Oxidative Stress Attenuates Lipid Synthesis and Increases Mitochondrial Fatty Acid Oxidation in Hepatoma Cells Infected with Hepatitis C Virus.

Abstract Cytopathic effects are currently believed to contribute to HCV-induced liver injury and are readily observed in Huh7.5 cells infected with the JFH-1 HCV strain, manifesting as apoptosis highly correlated with growth arrest. Reactive oxygen species (ROS), which are induced by HCV infection, have recently emerged as activators of AMP-activated protein kinase (AMPK). The net effect is ATP conservation via on/off switching of metabolic pathways that produce/consume ATP. Depending on the scenario, this can have either pro-survival or pro-apoptotic effects. We demonstrate ROS-mediated activation of AMPK in Huh7.5 cells during HCV (JFH-1)-induced growth arrest. Metabolic labeling experiments provided direct evidence that lipid synthesis is attenuated and β-oxidation is enhanced in these cells. A striking increase in nuclear PPARα, which plays a dominant role in the expression of β-oxidation genes after ligand-induced activation, was also observed and we provide evidence that PPARα is constitutively activated in these cells.
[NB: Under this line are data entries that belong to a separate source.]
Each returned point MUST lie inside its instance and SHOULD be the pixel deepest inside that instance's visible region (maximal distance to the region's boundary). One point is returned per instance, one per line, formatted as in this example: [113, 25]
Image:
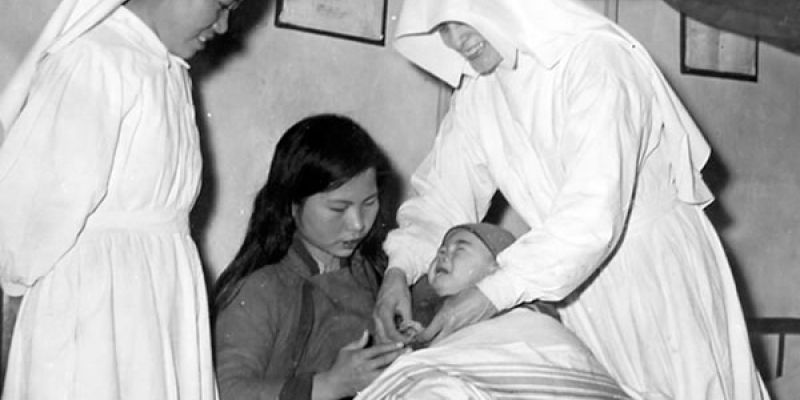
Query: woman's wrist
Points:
[395, 273]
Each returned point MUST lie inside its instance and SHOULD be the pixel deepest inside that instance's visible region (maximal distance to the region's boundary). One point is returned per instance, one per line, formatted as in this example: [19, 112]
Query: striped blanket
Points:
[519, 355]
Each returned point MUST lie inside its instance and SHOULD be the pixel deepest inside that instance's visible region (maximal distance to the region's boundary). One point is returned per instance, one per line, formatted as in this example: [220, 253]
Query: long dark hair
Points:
[317, 154]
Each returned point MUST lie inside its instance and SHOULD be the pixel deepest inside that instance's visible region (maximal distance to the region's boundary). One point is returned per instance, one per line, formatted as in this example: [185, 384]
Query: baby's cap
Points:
[494, 237]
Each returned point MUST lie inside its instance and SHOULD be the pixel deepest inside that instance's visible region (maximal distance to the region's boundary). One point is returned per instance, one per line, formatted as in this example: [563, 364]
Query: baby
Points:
[519, 351]
[467, 254]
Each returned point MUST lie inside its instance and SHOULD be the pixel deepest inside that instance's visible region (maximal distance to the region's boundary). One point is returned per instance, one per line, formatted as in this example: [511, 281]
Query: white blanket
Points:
[518, 355]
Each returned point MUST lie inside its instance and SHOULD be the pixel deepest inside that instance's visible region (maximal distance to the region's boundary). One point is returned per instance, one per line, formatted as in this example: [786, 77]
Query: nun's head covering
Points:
[546, 30]
[540, 28]
[71, 19]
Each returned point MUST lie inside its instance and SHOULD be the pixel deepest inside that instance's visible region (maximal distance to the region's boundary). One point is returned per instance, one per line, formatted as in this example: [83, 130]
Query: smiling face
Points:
[468, 42]
[184, 26]
[462, 260]
[333, 223]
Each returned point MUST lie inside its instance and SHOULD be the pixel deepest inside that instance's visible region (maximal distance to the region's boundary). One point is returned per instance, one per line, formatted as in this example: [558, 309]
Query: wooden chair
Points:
[775, 326]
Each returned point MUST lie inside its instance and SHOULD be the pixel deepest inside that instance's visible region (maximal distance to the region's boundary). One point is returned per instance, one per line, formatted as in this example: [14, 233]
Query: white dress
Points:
[94, 225]
[580, 132]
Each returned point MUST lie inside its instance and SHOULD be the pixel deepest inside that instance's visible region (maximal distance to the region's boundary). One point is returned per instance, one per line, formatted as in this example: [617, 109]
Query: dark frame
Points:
[708, 51]
[335, 20]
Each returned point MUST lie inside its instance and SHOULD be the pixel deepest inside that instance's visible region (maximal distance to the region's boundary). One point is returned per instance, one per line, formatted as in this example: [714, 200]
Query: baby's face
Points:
[461, 262]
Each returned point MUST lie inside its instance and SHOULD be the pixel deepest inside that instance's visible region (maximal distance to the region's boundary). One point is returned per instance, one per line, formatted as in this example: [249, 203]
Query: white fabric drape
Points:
[588, 143]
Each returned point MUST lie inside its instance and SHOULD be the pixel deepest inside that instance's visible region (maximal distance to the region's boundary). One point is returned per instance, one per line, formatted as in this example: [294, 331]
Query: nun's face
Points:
[185, 26]
[468, 42]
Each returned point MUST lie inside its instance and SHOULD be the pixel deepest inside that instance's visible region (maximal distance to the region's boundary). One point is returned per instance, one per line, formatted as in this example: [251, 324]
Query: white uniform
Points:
[581, 133]
[98, 175]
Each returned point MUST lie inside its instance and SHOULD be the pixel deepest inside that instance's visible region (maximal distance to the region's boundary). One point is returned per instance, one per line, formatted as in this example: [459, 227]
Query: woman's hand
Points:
[393, 304]
[355, 367]
[464, 308]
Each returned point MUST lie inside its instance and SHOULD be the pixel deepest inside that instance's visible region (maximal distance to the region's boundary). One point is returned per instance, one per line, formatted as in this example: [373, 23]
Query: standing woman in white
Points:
[98, 172]
[566, 114]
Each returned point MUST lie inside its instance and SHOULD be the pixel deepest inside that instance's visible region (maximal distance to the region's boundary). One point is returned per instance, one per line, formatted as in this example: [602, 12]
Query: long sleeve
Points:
[452, 186]
[607, 125]
[57, 174]
[245, 341]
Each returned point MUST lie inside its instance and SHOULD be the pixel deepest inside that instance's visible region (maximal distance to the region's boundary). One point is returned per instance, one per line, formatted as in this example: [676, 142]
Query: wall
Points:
[754, 131]
[277, 76]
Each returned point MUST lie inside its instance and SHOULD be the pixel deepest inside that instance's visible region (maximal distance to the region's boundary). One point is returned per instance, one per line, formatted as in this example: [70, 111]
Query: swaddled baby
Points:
[522, 352]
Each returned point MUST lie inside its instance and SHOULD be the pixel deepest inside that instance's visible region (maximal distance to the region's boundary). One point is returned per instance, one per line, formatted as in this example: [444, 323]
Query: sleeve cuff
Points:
[503, 290]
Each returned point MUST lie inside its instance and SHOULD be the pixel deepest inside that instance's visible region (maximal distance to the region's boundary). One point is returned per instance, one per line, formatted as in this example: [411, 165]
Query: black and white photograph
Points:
[399, 199]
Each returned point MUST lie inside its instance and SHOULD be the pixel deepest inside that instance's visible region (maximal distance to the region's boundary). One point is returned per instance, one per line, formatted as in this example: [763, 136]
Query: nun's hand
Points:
[392, 306]
[464, 308]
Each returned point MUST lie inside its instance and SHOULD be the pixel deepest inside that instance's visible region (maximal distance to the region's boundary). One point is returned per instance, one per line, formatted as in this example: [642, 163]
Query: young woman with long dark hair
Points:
[294, 306]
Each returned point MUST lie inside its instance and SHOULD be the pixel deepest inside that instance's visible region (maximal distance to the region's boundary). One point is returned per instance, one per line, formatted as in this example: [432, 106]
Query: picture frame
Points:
[709, 51]
[609, 8]
[359, 20]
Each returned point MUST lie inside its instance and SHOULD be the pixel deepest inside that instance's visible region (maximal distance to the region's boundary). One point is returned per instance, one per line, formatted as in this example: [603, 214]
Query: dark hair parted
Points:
[317, 154]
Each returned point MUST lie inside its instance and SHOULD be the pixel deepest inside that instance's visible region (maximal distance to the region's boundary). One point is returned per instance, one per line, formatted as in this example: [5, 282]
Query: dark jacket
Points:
[256, 334]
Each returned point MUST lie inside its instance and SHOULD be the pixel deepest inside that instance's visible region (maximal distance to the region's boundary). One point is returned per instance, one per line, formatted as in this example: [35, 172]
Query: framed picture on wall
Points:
[709, 51]
[360, 20]
[609, 8]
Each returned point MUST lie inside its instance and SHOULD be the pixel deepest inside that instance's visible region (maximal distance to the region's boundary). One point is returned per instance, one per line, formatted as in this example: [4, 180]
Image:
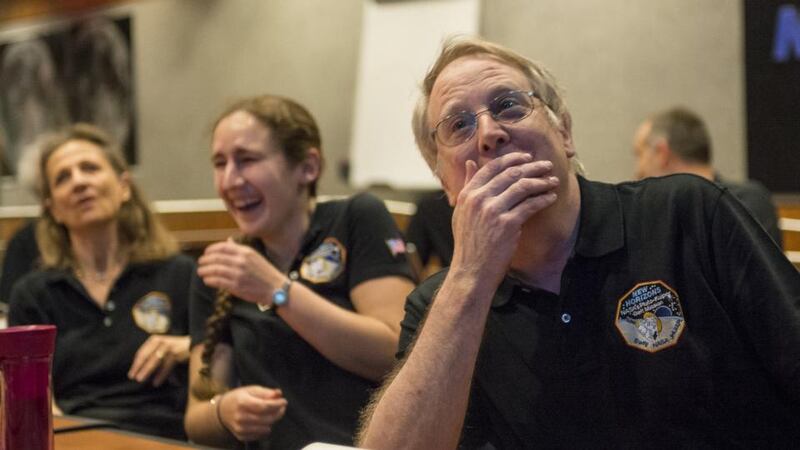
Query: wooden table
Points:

The combination of attenuated lipid synthesis and enhanced β-oxidation is not conducive to lipid accumulation, yet cellular lipids still accumulated during this stage of infection. Notably, the serum in the culture media was the only available source for polyunsaturated fatty acids (PUFAs), which were elevated (2-fold) in the infected cells, implicating altered lipid import/export pathways in these cells. This study also provided the first in vivo evidence for enhanced β-oxidation during HCV infection since HCV-infected SCID/Alb-uPA mice accumulated higher plasma ketones while fasting than did control mice. Overall, this study highlights the reprogramming of hepatocellular lipid metabolism and bioenergetics during HCV infection, which are predicted to impact both the HCV lifecycle and pathogenesis.